E era algo que esperava encontrar desde a primeira vez em que sentou ao volante.

“Tive uma sensação quando guiei o carro pela primeira vez. Mas você nunca pode dizer não, nunca pode dizer nunca. Talvez pudéssemos ter resolvido até a primeira corrida. Quem sabe?”, comentou. “Às vezes é difícil saber quanto tempo vai levar até que alguma coisa seja resolvida. Além disso, nunca tinha tido quiques desse jeito. Não esperava que os rapazes fossem levar esse tempo. Eles não esperavam que fossem levar esse tempo para entender o que estava causando esses quiques. Eles tiveram de criar novas ferramentas, todas essas coisas que não tínhamos antes”, indicou.

Hamilton já falou várias vezes sobre ter um bom relacionamento com Russell (Foto: Mercedes)

“Foram muitas coisas diferentes desde o início. Os quiques foram uma das mais visíveis”, indicou. “A rigidez, a rigidez geral do carro, até o ponto em que a suspensão é bem inútil. Mais rígido que os pneus. Os pneus estão, então, achatando e quicando, então estão quicando também nos pneus”, acrescentou.

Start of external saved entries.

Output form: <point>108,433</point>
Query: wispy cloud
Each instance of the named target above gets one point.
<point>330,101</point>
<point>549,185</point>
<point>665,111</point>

“E aí a característica aerodinâmica. O arrasto é um enorme problema para nós. Quando passamos de uma certa velocidade, é aí que as outras pessoas escapam. É quando você freia, a dianteira afunda e a traseira sobe, a transferência aerodinâmica neste período e quando você acelera. É a diferença entre baixa e alta velocidade. Existem muitos problemas”, reconheceu. “É por isso que, literalmente, eu tentei tudo. Tentei todos os acertos possíveis. Era isso que eu estava fazendo no início do ano. Toda a ideia de ter a melhor performance possível e ter o melhor resultado a cada fim de semana, claro, seria bom, mas era mesmo para resolver problemas. Então pensei em sacrificar a temporada ou todas as sessões para poder obter mais dados e informações. Para que quando eles voltassem para a fábrica, tivessem um melhor entendimento do que estava acontecendo. Mas, no fim, isso atrapalhava alguns finais de semana”, reconheceu.

Mesmo com tudo isso, quis evitar chamar a temporada e o carro de decepções.

“Não quero usar a palavra ‘decepção’ porque você tem que lembrar que há 2.000 pessoas na fábrica que estão trabalhando muito duro para acertar o carro. Claro, eu gostaria que tivéssemos acertado e tivéssemos atualizações para nos empurrar para a frente. Eu queria estar brigando na frente, mas não é assim que é”, analisou Hamilton após o GP da Bélgica.

“Você sabe o que precisa tirar do carro, sabe onde fazer, mas não vai. Ele simplesmente não quer ir aonde você quer e não reage da maneira que você quer, ou qualquer coisa como qualquer carro do passado. Este carro, na fase inicial, meio que desafiou todas as características normais que você experimentaria ao longo de toda a sua carreira de piloto. Como equipe, estamos apenas tentando muitas coisas”, completou.

Hamilton segue com a Mercedes para 2023 (Foto: Mercedes)

“Agimos de maneira a cada fim de semana, fizemos o trabalho no simulador, trabalhando na fábrica. Mas então, quando você chega à pista e vai para o asfalto, era a mesma bagunça que tivemos na corrida anterior. Eu definitivamente diria que foi difícil para todos”, afirmou.

Depois de apenas um pódio nas oito primeiras corridas do ano, Lewis foi a mais oito nas 14 restantes. O nível melhorou, mas a única vitória da equipe no ano veio com Russell, assim como a única pole. Hamilton jamais terminara uma temporada sem poles ou vitórias, bem como nunca abaixo do quinto lugar do Mundial de Pilotos. Foi sexto colocado.

Wolff terminou 2022 elogiando a postura de líder, bem como a qualidade da pilotagem, o que é justo. Mas é justo também apontou 2022 como a pior temporada da maior carreira da história da Fórmula 1. Com um ano de contrato e discutindo uma renovação para chegar aos 40 anos de idade no grid, Hamilton ainda é uma força no grid, mas precisa usar 2023 para mostrar que ainda é quem manda em casa e superar Russell. Fazer mais que isso vai depender da Mercedes.